現時点で守道のところには、裁判員全員のところに時間と場所を指定して本人が出向くように書かれた手紙が届いていること、警察が万全の体勢で対応したのに一名が行方不明、二名のワーカーがダンジョンから戻ってきていないという情報が届いている。おそらく白波を拉致した者による犯行だろうが、これが瀧川の冤罪、そしてその後ダンジョン内で死亡したことに対する復讐だとしたら自分の身も相当マズい。
「復讐の目的はなんだ?」
復讐というのは、誰かに何かをされたことに腹を立てやり返すと言うのが、一般的だろう。一般的な復讐というのがなんなのかという意見もあるがそれは横に置いておくとして。
そして「誰か」は、比較的明らかだな。ダンジョン労働刑という判決を下した裁判官たちは間違いない。その他、検察とか弁護士も逆恨みも受けているだろうか?
では「何かをされた」とは?結構幅が広そうだな。判決を下したと言うだけでなく、起訴した、あるいは逮捕した、取り調べしたなどをあげていけば何でもありになりそうだが……状況的には何でもあり、ということになるか。
では復讐により何を成し遂げるのか。
瀧川の場合、既に死亡しているというので、復讐をしているのは白波のメモにあった「女」が独自に行動を取っているのだろう。ではその女は瀧川とどういう関係なのだろうか?
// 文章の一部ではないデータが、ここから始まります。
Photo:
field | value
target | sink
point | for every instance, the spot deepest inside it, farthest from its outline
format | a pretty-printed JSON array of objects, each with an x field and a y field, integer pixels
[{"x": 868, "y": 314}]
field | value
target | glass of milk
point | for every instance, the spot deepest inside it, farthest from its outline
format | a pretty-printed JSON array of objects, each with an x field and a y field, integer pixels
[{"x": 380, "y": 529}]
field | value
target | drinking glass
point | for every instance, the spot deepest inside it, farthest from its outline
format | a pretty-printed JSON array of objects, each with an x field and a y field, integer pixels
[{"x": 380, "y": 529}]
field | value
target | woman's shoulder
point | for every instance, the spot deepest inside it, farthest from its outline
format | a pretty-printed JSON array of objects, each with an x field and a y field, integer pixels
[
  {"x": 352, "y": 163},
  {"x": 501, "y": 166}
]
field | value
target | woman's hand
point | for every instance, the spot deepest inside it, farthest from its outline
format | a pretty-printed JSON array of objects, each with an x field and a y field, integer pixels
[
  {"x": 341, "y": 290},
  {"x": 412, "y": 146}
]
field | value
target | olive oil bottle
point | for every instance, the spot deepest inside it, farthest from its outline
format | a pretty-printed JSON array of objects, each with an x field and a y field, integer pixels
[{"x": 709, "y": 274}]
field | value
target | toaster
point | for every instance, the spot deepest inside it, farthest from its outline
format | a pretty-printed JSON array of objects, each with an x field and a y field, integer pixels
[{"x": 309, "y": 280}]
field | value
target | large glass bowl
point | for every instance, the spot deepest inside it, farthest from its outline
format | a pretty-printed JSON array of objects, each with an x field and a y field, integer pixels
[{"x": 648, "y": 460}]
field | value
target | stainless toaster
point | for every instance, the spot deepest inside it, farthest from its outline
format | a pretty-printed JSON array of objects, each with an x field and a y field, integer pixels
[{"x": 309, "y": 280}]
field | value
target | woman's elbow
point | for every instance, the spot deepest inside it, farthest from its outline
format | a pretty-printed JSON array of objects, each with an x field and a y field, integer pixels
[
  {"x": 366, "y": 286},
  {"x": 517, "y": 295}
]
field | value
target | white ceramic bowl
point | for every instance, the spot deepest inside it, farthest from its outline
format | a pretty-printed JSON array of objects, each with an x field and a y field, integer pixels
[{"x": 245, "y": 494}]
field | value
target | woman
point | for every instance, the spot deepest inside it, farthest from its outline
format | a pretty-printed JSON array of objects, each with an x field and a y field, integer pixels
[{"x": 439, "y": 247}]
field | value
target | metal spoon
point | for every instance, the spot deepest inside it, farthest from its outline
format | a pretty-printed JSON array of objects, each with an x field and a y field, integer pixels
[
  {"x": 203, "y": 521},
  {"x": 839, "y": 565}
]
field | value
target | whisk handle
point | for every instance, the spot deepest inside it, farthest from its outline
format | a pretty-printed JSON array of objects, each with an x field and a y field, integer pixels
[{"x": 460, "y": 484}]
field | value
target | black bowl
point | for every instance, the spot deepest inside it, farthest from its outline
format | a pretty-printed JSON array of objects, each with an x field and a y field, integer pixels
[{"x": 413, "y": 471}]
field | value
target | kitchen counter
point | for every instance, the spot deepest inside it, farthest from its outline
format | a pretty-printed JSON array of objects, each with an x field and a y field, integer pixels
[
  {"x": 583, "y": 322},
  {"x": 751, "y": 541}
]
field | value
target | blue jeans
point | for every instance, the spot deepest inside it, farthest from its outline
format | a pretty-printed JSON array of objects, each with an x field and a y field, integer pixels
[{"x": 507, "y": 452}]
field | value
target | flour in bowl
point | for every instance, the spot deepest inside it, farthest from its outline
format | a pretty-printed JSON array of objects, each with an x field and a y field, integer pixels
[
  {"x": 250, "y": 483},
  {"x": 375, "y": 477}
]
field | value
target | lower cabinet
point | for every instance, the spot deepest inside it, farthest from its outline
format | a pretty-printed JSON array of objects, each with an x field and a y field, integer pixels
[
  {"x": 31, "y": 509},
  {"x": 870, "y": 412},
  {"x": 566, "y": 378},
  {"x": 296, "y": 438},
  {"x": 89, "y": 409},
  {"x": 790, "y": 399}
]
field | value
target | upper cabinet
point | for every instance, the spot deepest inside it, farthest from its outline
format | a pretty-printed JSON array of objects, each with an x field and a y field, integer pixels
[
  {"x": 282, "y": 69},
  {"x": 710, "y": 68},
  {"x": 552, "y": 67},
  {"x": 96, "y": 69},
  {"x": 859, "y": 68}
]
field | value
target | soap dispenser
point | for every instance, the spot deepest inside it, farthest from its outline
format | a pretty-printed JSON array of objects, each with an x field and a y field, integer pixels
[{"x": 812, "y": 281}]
まず考えられるのは瀧川の家族。性別的に該当するのは母親と妹。だが、瀧川の家族は瀧川陽を除いて全員が高名なオフィサー。母親に関しては白波が失踪したタイミングでダンジョン探索中だったことがわかっているのでこちらはシロ。妹も今は海外遠征中ということでシロ。
となると、瀧川の交友関係、端的に言えば恋人と言うことになるのだが、さすがにこれはすぐにわかるものではない。
裁判で、
「恋人に相手にされないイライラを解消しようとしたのではないか?」
というような質問をしていたら、瀧川の恋人の有無などがわかっただろうがそう言う質問はしなかった……と言うか、できる空気ではなかった。
となると、ダンジョン労働刑でダンジョンに入り、そこで出会った誰かか?だが、クライムとしての初回の指導にあたったワーカーたちによると、ダンジョンでアクシデントがあり、走っているときに転んで亀裂から転落するという事故があったと聞いている。ダンジョンのことは詳しくないが、瀧川の送られた竜骨ダンジョンには深さがどれだけあるか全く見当のつかない大きな亀裂があるという。
探索者たちに言わせると、「これぞまさしくダンジョンとしかいいようのない光景」だそうだが、毎年少なくない人数が転落する事故を起こしており、一人として戻ってきていないらしい。
つまり、落ちたら死ぬほどの高さがあると言うことで、瀧川も死んだのはほぼ確実。そして、その転落事故までの間に指導するワーカー以外に会ったものはいないという。